New York Times, 23. April 2020
1Das Anhalten der Welt – oder: Was kommt danach?
von Heiko Kleve
23. April 2020
Wir leben in einer »Wendezeit«,1 in einer Zeit, die zugleich Krise und Neuanfang ist. Derzeit steht die Welt noch still. Der Lockdown löst sich nur sehr langsam. Der Weg in die »neue Normalität« wird bisher schleichend beschritten. Das ist eine gute Zeit, um fundamentale Fragen zu stellen, Fragen, die die Zeit nach dem »Anhalten der Welt«2 in den Blick bringen.
Bei Carl-Auer stellen wir solche Fragen in fundamentaler, grundsätzlicher und paradigmatischer Weise. Dafür sind wir bekannt und beliebt. Wir schauen systemisch auf die Systeme unserer global vernetzten Gesellschaft. Denn mit uns wollen viele wissen und schon jetzt darüber spekulieren, wie sich die beiden Systeme in Zukunft miteinander ins Verhältnis setzen, die unser privates und berufliches Leben in nahezu allen Bereichen bestimmen, und zwar die Wirtschaft und die Politik.
Wir wissen, dass das Medium der Wirtschaft, Geld, nicht alles ist – dass aber alles nichts ist, wenn wir kein Geld haben, um unsere Existenz zu sichern. Aufgrund des Lockdowns, der zahlreiche Wirtschaftsbereiche stillstellt, der für viele Menschen extrem existenzgefährdend ist, ihre ökonomischen Einkommensquellen versiegen lässt, springt die Politik mit milliardenschweren Hilfsprogrammen ein. Der politische Staat, der mit seiner Macht kollektiv bindende Entscheidungen treffen kann und aus gesundheitlichen Gründen den Lockdown verordnet hat, ist zugleich der Retter aus der Not.

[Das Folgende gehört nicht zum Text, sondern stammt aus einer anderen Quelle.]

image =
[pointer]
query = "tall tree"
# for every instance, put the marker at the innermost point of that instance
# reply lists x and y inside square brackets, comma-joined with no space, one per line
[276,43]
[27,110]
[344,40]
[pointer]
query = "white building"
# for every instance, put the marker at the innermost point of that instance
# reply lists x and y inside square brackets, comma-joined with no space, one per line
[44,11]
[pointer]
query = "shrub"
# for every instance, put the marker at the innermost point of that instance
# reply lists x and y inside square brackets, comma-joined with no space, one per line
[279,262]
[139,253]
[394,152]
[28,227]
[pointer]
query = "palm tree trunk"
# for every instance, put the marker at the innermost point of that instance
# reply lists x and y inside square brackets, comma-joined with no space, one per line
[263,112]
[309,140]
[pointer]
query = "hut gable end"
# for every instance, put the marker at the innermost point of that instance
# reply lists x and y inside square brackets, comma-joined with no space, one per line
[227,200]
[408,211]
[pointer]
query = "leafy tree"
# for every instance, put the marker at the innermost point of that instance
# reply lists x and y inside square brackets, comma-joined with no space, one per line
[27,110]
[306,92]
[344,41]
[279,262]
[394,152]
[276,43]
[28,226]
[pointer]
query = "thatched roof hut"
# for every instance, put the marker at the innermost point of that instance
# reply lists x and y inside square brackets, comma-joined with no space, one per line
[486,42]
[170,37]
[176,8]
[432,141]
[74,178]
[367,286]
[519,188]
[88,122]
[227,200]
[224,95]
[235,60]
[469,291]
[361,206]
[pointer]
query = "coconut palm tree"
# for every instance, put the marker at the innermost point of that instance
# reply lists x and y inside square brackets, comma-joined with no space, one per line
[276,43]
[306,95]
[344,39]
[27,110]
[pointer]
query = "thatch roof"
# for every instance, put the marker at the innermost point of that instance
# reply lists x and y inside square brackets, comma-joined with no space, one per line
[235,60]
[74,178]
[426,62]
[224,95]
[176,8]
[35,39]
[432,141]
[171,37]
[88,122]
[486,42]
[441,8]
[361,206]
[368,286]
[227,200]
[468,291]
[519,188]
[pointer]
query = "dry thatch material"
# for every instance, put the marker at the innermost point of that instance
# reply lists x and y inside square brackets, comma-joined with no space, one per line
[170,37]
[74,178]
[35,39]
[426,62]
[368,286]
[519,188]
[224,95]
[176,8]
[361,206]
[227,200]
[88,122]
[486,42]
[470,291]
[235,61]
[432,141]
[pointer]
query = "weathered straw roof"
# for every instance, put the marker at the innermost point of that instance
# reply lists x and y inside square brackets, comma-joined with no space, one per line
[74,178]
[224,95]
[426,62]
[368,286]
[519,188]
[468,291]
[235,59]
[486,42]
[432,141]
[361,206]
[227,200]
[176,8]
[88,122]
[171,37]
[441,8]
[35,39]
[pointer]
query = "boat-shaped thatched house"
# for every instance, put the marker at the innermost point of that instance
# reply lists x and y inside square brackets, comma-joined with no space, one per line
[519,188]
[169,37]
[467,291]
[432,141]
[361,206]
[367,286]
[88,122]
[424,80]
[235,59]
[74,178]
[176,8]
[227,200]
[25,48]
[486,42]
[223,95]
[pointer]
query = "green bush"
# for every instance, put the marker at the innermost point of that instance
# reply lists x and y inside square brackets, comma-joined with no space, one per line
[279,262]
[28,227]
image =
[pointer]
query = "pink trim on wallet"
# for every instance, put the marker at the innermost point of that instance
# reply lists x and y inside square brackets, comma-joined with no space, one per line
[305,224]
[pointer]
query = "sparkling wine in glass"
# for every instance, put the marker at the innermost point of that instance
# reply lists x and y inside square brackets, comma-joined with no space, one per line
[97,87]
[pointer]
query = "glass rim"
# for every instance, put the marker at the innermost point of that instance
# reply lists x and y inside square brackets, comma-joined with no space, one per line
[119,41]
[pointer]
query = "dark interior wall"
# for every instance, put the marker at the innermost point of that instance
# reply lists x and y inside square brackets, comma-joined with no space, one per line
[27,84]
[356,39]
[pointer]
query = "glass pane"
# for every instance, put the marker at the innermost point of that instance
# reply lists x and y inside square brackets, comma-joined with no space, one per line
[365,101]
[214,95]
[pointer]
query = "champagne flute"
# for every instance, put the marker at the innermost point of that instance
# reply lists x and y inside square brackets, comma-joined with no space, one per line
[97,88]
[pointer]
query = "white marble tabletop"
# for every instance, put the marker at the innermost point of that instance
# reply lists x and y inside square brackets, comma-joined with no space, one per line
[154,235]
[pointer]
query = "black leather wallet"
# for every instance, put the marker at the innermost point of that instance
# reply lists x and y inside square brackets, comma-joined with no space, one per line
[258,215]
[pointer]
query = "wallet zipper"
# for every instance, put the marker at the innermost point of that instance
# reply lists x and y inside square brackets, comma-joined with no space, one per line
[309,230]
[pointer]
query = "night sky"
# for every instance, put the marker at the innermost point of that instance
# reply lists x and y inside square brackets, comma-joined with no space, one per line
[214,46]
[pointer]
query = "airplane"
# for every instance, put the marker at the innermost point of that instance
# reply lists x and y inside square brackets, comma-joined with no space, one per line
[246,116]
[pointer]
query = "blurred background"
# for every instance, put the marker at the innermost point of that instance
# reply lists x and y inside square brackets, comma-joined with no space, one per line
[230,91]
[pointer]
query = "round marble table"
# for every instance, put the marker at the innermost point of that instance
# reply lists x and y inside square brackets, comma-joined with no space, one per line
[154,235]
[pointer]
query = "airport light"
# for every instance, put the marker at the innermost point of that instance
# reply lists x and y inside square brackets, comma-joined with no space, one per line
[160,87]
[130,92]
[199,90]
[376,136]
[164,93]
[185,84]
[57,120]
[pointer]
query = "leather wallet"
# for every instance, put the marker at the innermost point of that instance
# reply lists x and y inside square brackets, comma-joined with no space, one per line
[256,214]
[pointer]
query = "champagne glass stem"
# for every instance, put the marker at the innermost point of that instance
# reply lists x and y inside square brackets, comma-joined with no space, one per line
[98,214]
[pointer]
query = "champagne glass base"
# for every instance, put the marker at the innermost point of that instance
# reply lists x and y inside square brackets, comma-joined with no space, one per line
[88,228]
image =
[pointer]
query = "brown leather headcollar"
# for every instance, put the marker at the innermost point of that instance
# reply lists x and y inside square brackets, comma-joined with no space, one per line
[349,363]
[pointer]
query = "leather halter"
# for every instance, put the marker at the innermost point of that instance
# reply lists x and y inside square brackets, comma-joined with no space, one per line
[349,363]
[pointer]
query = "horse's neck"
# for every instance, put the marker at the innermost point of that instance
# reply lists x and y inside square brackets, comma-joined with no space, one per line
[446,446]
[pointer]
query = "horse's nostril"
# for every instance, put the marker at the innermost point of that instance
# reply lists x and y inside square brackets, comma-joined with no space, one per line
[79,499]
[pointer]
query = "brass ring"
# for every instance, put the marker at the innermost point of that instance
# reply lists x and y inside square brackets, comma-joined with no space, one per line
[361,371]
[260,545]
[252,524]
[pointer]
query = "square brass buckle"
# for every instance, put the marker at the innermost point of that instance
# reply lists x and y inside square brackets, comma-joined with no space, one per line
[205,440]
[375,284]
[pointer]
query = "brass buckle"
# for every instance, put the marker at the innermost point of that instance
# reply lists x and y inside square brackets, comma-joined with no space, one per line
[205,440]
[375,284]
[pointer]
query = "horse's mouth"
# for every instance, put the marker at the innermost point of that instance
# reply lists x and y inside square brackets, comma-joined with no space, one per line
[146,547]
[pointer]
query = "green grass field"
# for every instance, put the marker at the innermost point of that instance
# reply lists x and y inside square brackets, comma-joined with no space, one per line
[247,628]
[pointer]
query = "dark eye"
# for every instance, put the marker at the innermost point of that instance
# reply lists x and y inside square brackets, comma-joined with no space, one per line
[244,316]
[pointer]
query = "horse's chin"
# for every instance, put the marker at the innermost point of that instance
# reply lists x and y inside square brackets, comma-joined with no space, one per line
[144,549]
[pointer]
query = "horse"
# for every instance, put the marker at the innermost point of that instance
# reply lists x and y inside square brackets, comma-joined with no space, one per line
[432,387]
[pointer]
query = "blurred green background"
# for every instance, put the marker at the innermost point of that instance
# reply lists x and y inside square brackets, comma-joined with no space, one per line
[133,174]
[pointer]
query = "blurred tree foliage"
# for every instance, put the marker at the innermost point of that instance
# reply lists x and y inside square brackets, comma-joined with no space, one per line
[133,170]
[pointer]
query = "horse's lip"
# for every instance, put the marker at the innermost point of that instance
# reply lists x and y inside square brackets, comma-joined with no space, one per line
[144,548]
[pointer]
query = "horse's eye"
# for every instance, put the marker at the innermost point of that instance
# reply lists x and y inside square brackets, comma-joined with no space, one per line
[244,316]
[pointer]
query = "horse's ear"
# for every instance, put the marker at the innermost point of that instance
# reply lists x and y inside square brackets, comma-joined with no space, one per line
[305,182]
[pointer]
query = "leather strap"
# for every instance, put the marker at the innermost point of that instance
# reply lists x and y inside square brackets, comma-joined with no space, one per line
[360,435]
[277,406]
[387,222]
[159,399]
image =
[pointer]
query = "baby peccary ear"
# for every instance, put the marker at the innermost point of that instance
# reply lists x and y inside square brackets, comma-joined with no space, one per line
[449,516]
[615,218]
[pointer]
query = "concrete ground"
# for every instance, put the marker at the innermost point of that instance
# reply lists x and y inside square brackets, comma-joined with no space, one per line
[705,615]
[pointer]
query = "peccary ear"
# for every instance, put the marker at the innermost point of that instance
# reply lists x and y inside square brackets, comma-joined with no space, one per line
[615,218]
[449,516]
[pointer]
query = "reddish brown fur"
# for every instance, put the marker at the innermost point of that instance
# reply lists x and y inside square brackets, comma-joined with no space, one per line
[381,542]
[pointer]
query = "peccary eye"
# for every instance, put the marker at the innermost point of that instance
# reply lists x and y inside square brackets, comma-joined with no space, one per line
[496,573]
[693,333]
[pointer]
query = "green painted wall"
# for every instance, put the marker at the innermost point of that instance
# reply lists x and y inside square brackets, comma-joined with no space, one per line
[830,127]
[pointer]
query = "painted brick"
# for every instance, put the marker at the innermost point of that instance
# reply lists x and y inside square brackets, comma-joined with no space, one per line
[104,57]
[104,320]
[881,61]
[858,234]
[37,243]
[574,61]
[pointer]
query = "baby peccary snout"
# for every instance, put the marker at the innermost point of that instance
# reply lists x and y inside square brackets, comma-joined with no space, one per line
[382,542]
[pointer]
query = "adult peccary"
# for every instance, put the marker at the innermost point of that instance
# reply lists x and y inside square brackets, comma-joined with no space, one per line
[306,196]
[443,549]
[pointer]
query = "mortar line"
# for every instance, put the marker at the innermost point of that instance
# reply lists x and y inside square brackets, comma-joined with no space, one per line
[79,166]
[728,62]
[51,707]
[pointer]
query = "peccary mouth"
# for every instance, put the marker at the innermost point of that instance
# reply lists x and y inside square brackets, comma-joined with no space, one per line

Wir fragen, ob diese »neue Normalität« ein grundsätzlich anderes Verhältnis von Wirtschaft und staatlicher Politik entstehen lässt. Gehen wir also auf eine neue Form von Sozialismus zu, in der der Staat die gesamte Gesellschaft finanziert, plant und mit seinen verbindlichen Vorgaben strukturiert? Oder werden wir eine neue Form des Radikalliberalismus erleben, in dem der bald bettelarme Staat, dessen Kassen wieder leer und gebeutelt sind, sich aus den gesellschaftlichen Sphären zurückzieht, und zwar drastischer und nachhaltiger als je zuvor?
Um diese Themen zu diskutieren, kommen zunächst zwei Protagonisten zu Wort, die ihre gegensätzlichen Positionen aufeinanderprallen lassen: Prof. Dr. Fritz B. Simon, Systemwissenschaftler mit allumfassenden Interessen, sowie Prof. Dr. Dr. Steffen Roth, Soziologe und Wirtschaftswissenschaftler, der in gleicher Weise allseits interessiert und international bekannt ist, z. B. für seine systemtheoretische Expertise. Während Fritz Simon im »Anhalten der Welt« die Chance sieht, das Ende des Marktfundamentalismus einzuläuten, offenbart sich für Steffen Roth die Situation anders; für ihn war der Staat bereits in den letzten Jahrzehnten das dominante Gesellschaftssystem.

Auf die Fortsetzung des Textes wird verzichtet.